ISSUE: WHETHER OR NOT PETITIONER IS ENTITLED TO REIMBURSEMENT
RULING: YES
There is no question that a third-party defendant is allowed to set up in his answer the defenses which the third-party plaintiff (original
defendant) has or may have to the plaintiff's claim. There are, however, special circumstances present in this case which preclude third-party
defendant PAL from benefiting from the said principle.
However, while the third-party defendant; would benefit from a victory by the third-party plaintiff against the plaintiff, this is true only when the
third-party plaintiff and third-party defendant have non-contradictory defenses. Here, the defendant and third-party defendant had no common
defense against the plaintiffs' (Rayos) complaint, and they were even blaming each other for the fiasco.
One of the defenses available to SIA was that the plaintiffs had no cause of action, that is, it had no valid claim against SIA. SIA investigated the
matter and discovered that tampering was, indeed, committed, not by its personnel but by PAL's. This became its defense as well as its main
cause of action in the third-party complaint it filed against PAL.

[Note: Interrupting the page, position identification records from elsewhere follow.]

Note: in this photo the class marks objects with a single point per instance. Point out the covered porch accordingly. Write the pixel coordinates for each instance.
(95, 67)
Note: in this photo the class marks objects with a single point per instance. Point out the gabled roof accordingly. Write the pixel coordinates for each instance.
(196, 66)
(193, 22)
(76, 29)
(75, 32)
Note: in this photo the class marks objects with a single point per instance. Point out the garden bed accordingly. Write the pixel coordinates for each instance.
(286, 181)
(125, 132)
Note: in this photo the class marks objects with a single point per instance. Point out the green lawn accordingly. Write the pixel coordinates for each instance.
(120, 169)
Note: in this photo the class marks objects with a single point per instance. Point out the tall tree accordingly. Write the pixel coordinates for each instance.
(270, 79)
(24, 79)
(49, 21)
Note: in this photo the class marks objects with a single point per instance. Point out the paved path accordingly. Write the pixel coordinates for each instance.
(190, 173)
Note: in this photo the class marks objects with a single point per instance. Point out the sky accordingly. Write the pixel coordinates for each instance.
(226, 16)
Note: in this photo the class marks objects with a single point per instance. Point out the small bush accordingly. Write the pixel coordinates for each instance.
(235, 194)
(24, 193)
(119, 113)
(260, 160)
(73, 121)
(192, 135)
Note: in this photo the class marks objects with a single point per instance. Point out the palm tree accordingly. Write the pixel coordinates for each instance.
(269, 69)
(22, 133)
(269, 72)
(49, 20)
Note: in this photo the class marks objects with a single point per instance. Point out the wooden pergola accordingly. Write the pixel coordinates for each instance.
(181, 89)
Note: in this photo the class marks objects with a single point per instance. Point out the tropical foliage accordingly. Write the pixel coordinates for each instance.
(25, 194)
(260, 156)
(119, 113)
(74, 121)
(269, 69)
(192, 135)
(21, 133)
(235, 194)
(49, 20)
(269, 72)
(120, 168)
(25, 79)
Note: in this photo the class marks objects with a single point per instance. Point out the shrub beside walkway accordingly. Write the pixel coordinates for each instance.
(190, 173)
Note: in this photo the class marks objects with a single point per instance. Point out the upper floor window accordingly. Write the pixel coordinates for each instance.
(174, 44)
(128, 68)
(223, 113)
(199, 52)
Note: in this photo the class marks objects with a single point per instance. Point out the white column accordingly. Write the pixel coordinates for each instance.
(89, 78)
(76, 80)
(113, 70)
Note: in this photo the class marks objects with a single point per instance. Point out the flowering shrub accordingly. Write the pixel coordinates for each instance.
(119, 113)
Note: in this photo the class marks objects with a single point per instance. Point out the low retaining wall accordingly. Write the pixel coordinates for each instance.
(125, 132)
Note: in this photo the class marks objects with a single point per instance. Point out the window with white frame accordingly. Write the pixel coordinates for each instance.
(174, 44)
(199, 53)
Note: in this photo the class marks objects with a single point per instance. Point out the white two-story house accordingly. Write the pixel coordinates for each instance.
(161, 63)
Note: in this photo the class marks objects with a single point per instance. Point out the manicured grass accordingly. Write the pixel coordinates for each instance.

PAL could have used the defense that the plaintiffs had no valid claim against it or against SIA. This could be done indirectly by adopting such a
defense in its answer to the third-party complaint if only SIA had raised the same in its answer to the main complaint, or directly by so stating in
unequivocal terms in its answer to SIA's complaint that SIA and PAL were both blameless
PAL opted to deny any liability which it imputed to SIA's personnel. It was only on appeal in a complete turn around of theory that PAL
raised the issue of no valid claim by the plaintiff against SIA. This simply cannot be allowed.
A third party complaint involves an action separate and distinct from, although related to the main complaint. A third party defendant who feels
aggrieved by some allegations in the main complaint should, should aside from answering the third party complaint, also answer the main
complaint.
In the case at bar, appellate court was in error when it opined that SIA's answer inured to the benefit of PAL for the simple reason that the
complaint and the third-party complaint are actually two separate cases involving the same set of facts which is allowed by the court to be
resolved in a single proceeding only to avoid a multiplicity of actions. Such a proceeding obviates the need of trying two cases, receiving the
same or similar evidence for both, and enforcing separate judgments therefore.
While such a complaint speaks of a single suit, a third-party complaint involves an action separate and distinct from, although related to the main
complaint. A third-party defendant who feels aggrieved by some allegations in the main complaint should, aside from answering the third-party
complaint, also answer the main complaint.